The same commitment-based discount model you know from Compute Savings Plans, now applied to database services. You commit to a consistent amount of database usage (measured in $/hour) for a 1-year term with no upfront payment:
Covered AWS Database Services
Database Savings Plans automatically apply to eligible usage across these AWS database services:
Available in all AWS Regions except China Regions.
Discount Rates by Service Type
Different database deployment models receive different discount rates:
| Service Type | Discount Rate | Examples |
|---|---|---|
| Serverless | Up to 35% | Aurora Serverless v2 |
| Provisioned Instances | Up to 20% | RDS, Aurora provisioned, ElastiCache |
| DynamoDB On-Demand | Up to 18% | DynamoDB on-demand throughput |
| DynamoDB Provisioned | Up to 12% | DynamoDB provisioned capacity, Keyspaces |
The Real Flexibility Story
Database Savings Plans automatically apply to usage regardless of engine, instance family, size, deployment option, or region. This means:
Change instance types: Move from db.r7g to db.r8g instances and keep your discount
Shift regions: Migrate workloads from EU (Ireland) to US (Ohio) without losing savings
Modernize engines: Move from RDS for Oracle to Aurora PostgreSQL or from RDS to DynamoDB while maintaining discounts
Important Limitations
Before you commit, understand what Database Savings Plans don't cover:
- Storage costs - Only compute/capacity charges are covered, not storage or backup costs
- Older instance generations - Plans exclude previous-generation instance types
- EC2 instances - Cannot move spending between compute and database services
- 3-year terms - Only 1-year commitments available (no longer-term discount option)
Why This Matters
Database costs are often the "hidden ingredient" in cloud bills. They're:
- Sticky (hard to turn off without application changes)
- Growing (data accumulates faster than you plan)
- Overlooked (compute gets all the attention)
For many organizations, databases represent 20-30% of their AWS bill. A 35% discount on that chunk is significant.

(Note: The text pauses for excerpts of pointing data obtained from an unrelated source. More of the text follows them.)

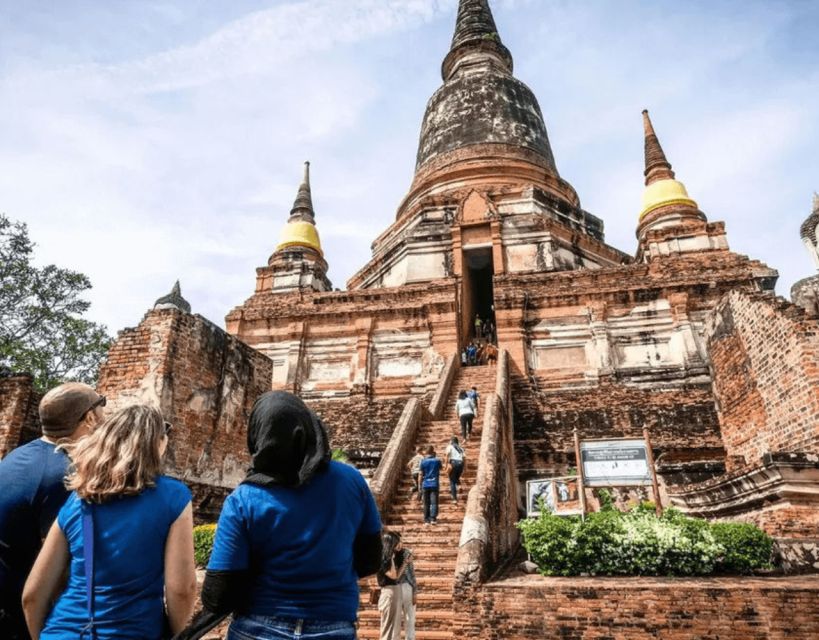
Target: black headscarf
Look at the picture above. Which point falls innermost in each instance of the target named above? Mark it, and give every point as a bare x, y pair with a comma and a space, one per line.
287, 441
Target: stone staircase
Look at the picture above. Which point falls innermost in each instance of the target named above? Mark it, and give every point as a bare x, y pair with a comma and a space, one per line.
435, 547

Lab Experiment: Calculating Your Savings
Let's run the numbers:
| Scenario | Monthly DB Spend | 35% Savings | Annual Savings |
|---|---|---|---|
| Small | $10,000 | $3,500 | $42,000 |
| Medium | $50,000 | $17,500 | $210,000 |
| Large | $200,000 | $70,000 | $840,000 |
How to Purchase Database Savings Plans
AWS makes it simple to evaluate and purchase Database Savings Plans through two methods:
1Recommendations View
AWS Cost Management Console analyzes your historical usage and recommends optimal commitment levels. Navigate to AWS Billing and Cost Management → Savings Plans → Recommendations.
2Purchase Analyzer
For custom analysis, use the Purchase Analyzer to model different commitment scenarios and see projected savings before you commit.
3CLI & API
Automate purchases using the AWS CLI or API for infrastructure-as-code workflows and programmatic management.
Chef's Implementation Recipe
1Audit Current Usage
Pull 3-6 months of database usage data. Look for:
- • Consistent baseline usage
- • Seasonal patterns
- • Growth trends
2Identify Commitment Level
The savings plan should cover your baseline usage — the minimum you know you'll need. Don't commit to peak usage.
3Calculate Break-Even
With a 35% discount on committed usage, you break even if you use ~65% of your commitment. Below that, you might be better staying on-demand.
4Consider Flexibility Needs
Savings Plans offer more flexibility than Reserved Instances. If you might change database engines or instance types, Savings Plans are likely better.
When to Use vs. Reserved Instances
| Use Savings Plans When | Use Reserved Instances When |
|---|---|
| You want flexibility across services | You have stable, predictable workloads |
| You're unsure about future instance types | You can commit to specific configurations |
| You value simplicity | Maximum discount is the priority |
The Catch
1-year commitment means you're locked in. If your database needs change dramatically, you're still paying.
Chef's Pro Tip
Layer your commitments:
- Use Savings Plans for 60-70% of expected baseline
- Keep 30-40% on-demand for flexibility
- Re-evaluate quarterly as usage patterns become clearer
The Bottom Line
Database costs have been harder to optimize than compute. This changes that. If you have consistent database workloads, Database Savings Plans should be on your Q1 FinOps agenda.
Time to cook up some savings on your data layer.